Naceur è morto raccogliendo angurie nel giorno più caldo dell’anno: “Guadagniamo 1 centesimo al chilo”
Di Valerio Renzi e Alessandro Ricci
Da Montalto di Castro se si guarda verso Nord si vede la Maremma, di fronte c'è il mare e tutto interno una campagna verde e ricca. Mentre i campeggi e i residence tra Pescia Romana e Tarquinia sono già pieni di villeggianti, soprattutto nonni con i nipotini mentre i genitori fanno su e giù dalla città, nei campi si continua a lavorare. E anche qua in provincia di Viterbo esiste il caporalato. Il fenomeno non l'ampiezza di quello che vediamo in provincia di Latina, nella piana di Gioia Tauro a Caserta o nel Foggiano, ma anche qua lavoro nero e a cottimo sono una piaga.
Mercoledì scorso il 19 luglio – giornata da bollino rosso – Naceur Messauodi stava raccogliendo delle angurie sotto il sole. È stramazzato al suolo alle 16.00 nel giorno più caldo dell'anno. Soccorso dai compagni è stato scaricato all'ospedale di Tarquinia, per morire due giorni dopo il ricovero all'ospedale Belcolle di Viterbo dove era stato trasferito. Da quanto apprende Fanpage.it quel giorno il 57enne di origine tunisina lavorava in una squadra di sei braccianti. Tutti a nero, tre con il permesso di soggiorno e tre regolarmente residenti in Italia, tra loro Naceur da trent'anni nel nostro paese. A casa, in Tunisia a Sfax, lascia una moglie e due figlie di 17 e 15 anni. La sua storia ce la raccontano i suoi compagni di lavoro e un parente, anche lui in Italia da anni, che è stato vicino al 57enne negli ultimi momenti.
La raccolta delle angurie è un lavoro sfiancante e il bracciante, stroncato mentre lavorava sotto il sole e a temperature proibitive, era pagato a cottimo. Ogni squadra lavora per 1 o 1,2 centesimi al chilo a seconda delle "offerte". Raccogliendo tutto il giorno cocomeri sotto il sole, dalle sei di mattina alle sei di pomeriggio se va bene si possono mettere insieme 11 euro l'euro, se va male a fine giornata si portano a casa cinque euro l'ora.

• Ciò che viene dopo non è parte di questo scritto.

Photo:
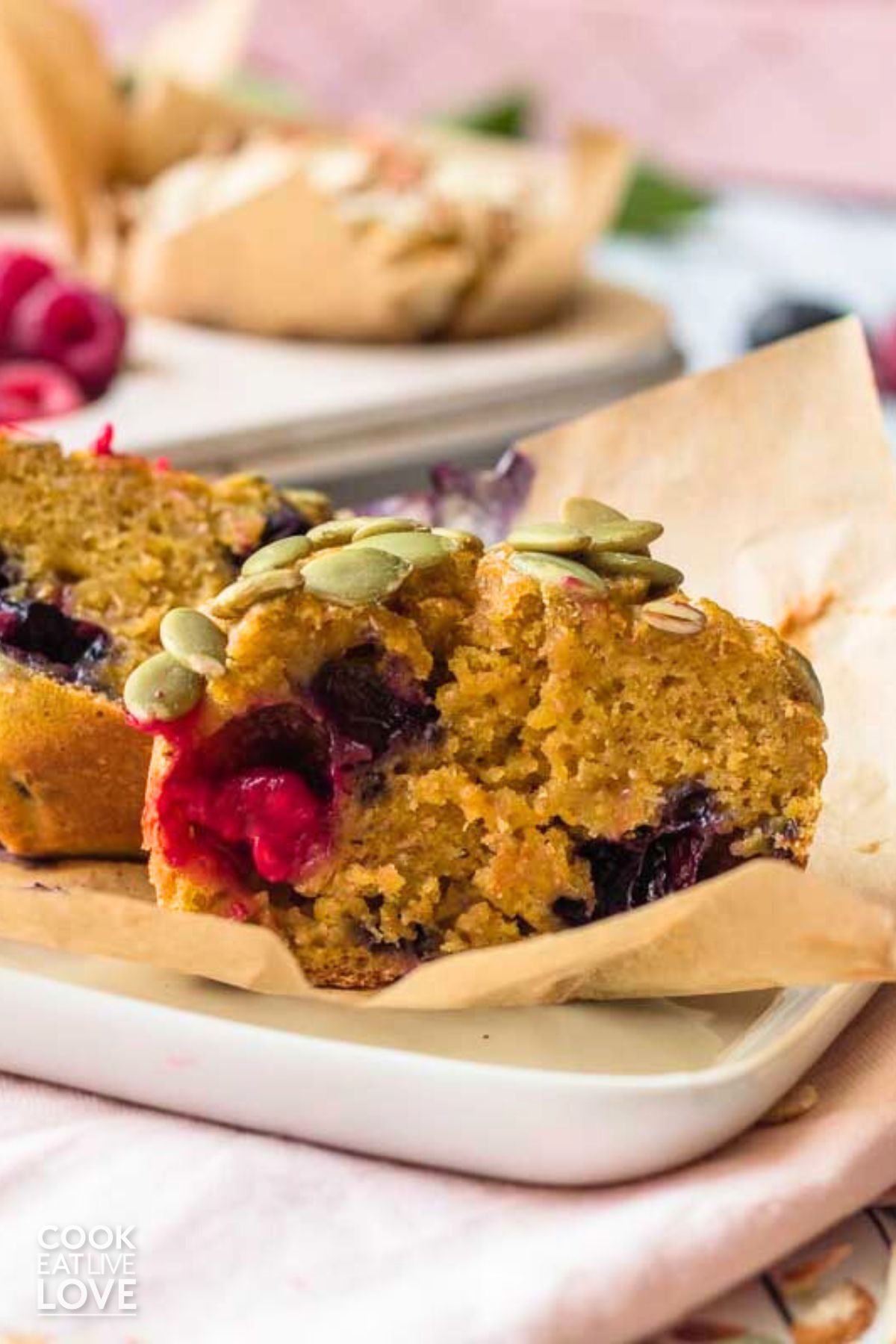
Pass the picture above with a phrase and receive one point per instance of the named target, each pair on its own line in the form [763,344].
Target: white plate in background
[570,1095]
[218,401]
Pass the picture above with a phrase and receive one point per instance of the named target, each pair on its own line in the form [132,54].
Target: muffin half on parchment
[94,549]
[390,745]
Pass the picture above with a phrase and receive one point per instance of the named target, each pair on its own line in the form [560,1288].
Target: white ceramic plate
[218,401]
[576,1095]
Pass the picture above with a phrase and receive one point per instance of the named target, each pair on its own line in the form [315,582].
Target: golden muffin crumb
[497,747]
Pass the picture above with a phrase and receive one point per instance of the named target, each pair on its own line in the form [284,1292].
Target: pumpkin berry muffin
[388,745]
[94,549]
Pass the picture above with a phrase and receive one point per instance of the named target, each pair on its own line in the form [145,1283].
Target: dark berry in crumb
[45,638]
[19,273]
[364,707]
[74,327]
[34,390]
[652,862]
[788,317]
[284,522]
[573,910]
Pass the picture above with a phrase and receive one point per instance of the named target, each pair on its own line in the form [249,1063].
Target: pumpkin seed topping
[623,535]
[337,531]
[375,526]
[195,641]
[254,588]
[550,538]
[356,576]
[675,616]
[460,537]
[161,688]
[586,514]
[421,550]
[806,673]
[556,569]
[617,564]
[279,556]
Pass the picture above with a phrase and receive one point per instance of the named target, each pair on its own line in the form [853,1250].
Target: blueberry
[368,707]
[42,636]
[650,862]
[788,317]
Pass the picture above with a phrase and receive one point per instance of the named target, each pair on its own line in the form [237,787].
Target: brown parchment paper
[62,120]
[65,129]
[775,484]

Massimiliano Venanzi, segretario provinciale della Flai-Cgil, ci racconta come funziona da queste parti. "Il Viterbese è un territorio con una grossa vocazione agricola. Secondo gli ultimi dati Inps ci sono circa 7.000 impiegati nel settore di questi la stragrande maggioranza, oltre 6.000, sono stagionali". E poi c'è il lavoro nero: "In questa provincia è meno diffusa che altrove. Qui il lavoro più che nero è grigio, accanto ad alcune aziende virtuose, ci sono tante aziende che assumono ma sottopagano, segnando meno giornate di quelle realmente lavorate. In questo caso ci troviamo invece in una situazione di totale illegalità. Prima i lavoratori stagionali erano soprattutto dell'Est Europa, da qualche anno invece sono lavoratori migranti provenienti dall'Africa".
Ma è normale lavorare con questo caldo? "Abbiamo sollecitato con forza anche alla Regione Lazio un intervento per sospendere l'attività nelle ore più calde. Forse dopo la tragedia arriverà un protocollo d'impresa, ma noi la richiesta l'abbiamo fatta settimane fa". Naceur Messauodi ha lavorato per trent'anni nei campi, passando da una stagione all'altra, da una giornata all'altra, vivendo un'occupazione sempre precaria tra lavoro nero e lavoro in regola, senza mai il miraggio di una stabilità. I suoi compagni oggi erano di nuovo a lavoro, perché non si possono permettere di dire di no a raccogliere le angurie. Anche se le condizioni di lavoro ti ammazzano.